You can almost certainly blame JPMorgan for that.
The investment banker announced this morning that it is becoming "more negative" on GE shares and that it is withdrawing its price target on the stock, reports TheFly.com. That sounds bad, but it gets worse. Although JP now has no official price target on GE stock, it says that, in its opinion, GE shares are probably worth less than $5.
GE stock currently costs $6 and change now, by the way. So in essence, while JP technically has a "neutral" rating on the stock, in actual fact the analyst appears to see more than 20% downside.

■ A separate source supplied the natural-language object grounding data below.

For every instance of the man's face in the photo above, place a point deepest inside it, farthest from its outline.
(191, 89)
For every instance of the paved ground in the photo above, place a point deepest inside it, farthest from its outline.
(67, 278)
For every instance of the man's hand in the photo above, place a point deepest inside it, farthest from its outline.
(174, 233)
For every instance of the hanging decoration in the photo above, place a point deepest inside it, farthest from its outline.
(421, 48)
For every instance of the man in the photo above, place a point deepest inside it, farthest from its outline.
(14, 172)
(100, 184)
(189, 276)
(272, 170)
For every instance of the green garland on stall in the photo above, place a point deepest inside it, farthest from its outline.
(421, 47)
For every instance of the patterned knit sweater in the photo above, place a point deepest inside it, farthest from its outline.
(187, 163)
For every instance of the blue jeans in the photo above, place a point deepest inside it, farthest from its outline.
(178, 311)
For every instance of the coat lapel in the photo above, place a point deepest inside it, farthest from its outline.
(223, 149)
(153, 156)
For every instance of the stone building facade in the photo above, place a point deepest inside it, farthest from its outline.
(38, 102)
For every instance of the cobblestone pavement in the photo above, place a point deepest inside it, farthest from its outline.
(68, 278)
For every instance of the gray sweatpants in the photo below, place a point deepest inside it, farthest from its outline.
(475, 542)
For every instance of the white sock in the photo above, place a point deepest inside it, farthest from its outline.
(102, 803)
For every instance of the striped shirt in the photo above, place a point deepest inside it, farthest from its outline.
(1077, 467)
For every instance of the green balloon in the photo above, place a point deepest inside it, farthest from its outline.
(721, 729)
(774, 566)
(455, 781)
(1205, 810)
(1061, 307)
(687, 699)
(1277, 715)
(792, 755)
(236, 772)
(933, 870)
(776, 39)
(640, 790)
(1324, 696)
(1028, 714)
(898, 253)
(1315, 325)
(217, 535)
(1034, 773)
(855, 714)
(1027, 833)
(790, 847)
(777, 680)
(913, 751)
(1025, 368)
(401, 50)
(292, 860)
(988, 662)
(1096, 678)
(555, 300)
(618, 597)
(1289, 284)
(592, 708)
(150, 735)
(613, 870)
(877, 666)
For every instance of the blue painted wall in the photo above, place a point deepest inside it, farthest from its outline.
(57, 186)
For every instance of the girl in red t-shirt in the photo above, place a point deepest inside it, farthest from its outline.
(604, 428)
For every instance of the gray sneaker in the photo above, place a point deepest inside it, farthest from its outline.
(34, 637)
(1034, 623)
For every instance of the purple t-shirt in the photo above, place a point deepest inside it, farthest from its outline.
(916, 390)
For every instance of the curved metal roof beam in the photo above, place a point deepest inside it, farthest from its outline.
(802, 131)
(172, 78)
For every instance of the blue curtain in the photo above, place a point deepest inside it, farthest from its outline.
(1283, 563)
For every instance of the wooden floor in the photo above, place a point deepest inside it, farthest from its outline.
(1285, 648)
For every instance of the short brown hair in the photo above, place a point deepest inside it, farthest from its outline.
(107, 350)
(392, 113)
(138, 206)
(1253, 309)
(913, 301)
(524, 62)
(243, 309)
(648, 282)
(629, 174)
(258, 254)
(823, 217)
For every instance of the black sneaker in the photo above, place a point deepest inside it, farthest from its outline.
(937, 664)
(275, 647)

Why is JPMorgan so suddenly negative on General Electric stock? For one thing, JP points out that management has refused to promise that it will be cash-flow positive in the second half of this year, despite many analysts forecasting that cash flow will be "solidly positive."
In JPMorgan's opinion, this probably means there has been "no reset" in the business, that "the standing consensus V-shape" recovery for GE's business is almost certainly wrong, and that the company will be lucky to just break even in the second half.
All of this gives investors a lot of reasons to sell GE stock today -- and very few reasons to buy.